The main title of his book, Das Imperium in Wort und Bild, is rather ambiguous, and we need the subtitle to find out what Vitale's subject actually is: the manner in which Romans visualize and describe the constituent parts of the empire, by way of inscribed monuments, coins, and literary texts (there is also a tiny bit about how the subjects of Rome see themselves - a perspective that is but rarely documented in our sources). It should be said that coinage gets by far the most attention; it is undeniably the richest source for the subject.

Obviously, this is a very ambitious study about what, in Roman eyes, the empire actually is, about which meaningful units that empire is supposed to be composed of, and about how the discourse concerning these units develops. I say 'develops', because all of this has to be seen in its historical context. What is the exact relationship between the status of some ethnographic, geographic or administrative unit, and the way in which it is depicted? Apart from more specific findings, to which we will return later on, an important conclusion drawn by Vitale from the evidence (325), but also one of his methodological points of departure (46), is that there are no long-term continuities, such as an unchanging artistic convention. Everything is subject to historical dynamism and has to be looked at within its contexts. Even the same imagery can be used to express different meanings, or a comparable meaning expressed by different imagery. When we scrutinize the multifarious materials brought together by Vitale, we cannot but conclude that he is right: images and words are in a constant flux, ever adapting to a changing environment - which does not make Vitale's work, and our task in reading it, any easier.

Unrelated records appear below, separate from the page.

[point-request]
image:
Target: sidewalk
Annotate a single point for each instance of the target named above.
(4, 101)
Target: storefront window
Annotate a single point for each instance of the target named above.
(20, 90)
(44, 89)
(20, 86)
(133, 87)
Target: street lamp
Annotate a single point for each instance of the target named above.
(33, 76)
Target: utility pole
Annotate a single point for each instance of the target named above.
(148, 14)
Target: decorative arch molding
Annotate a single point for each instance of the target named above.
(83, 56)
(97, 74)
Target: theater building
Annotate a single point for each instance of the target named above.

The book consists of three parts. The first part consists of 35 pages of introduction, mainly historiography, an overview of the sources, and methodological considerations. Important is the way in which he makes short thrift of a number of existing preconceptions, such as the notion that personifications were meant to communicate with the illiterate who could not read the inscriptions or other written labels, or the many speculations, especially in the field of gender studies, about the fact that most personifications are feminine. The first is simply falsified by pointing out that many personifications do not carry labels at all and thus seem directed at the literate as much as the illiterate; the femininity of the personifications Vitale shows clearly to be grounded in grammar: feminine personifications correspond to a feminine nomenclature.

The second part, some 135 pages, that is one half on the book, deals with many different kinds of Roman imagery, discussed in an exemplary manner, that all feed into a specific imperial visual and textual discourse. Vitale deals with the triumphus, tropaea, coin images and legends, Augustus' Res Gestae and monuments as the Sebasteion at Aphrodisias and the imperial fora and the Hadrianeum in Campo Martio in Rome. The arrangement is chronological, but within the chronology individual items give rise to more thematic discussions, such as imperial victory titles. Vitale seeks to elucidate what he calls the Darstellungslogik, the programmatic way in which the imagery is put together. True to his historic-contextual approach we should in fact be speaking of Darstellungslogiken in the plural. Vitale provides an exhaustive analysis of the criteria that govern the production of the imagery, and the messages which the imagery bears out, and how these were received. The text is extremely dense, and almost every page contains a number of interesting observations which it is impossible to discuss here. As was already said, this book is not an easy read; I can add that it is also very hard to summarize - another point we will come back to.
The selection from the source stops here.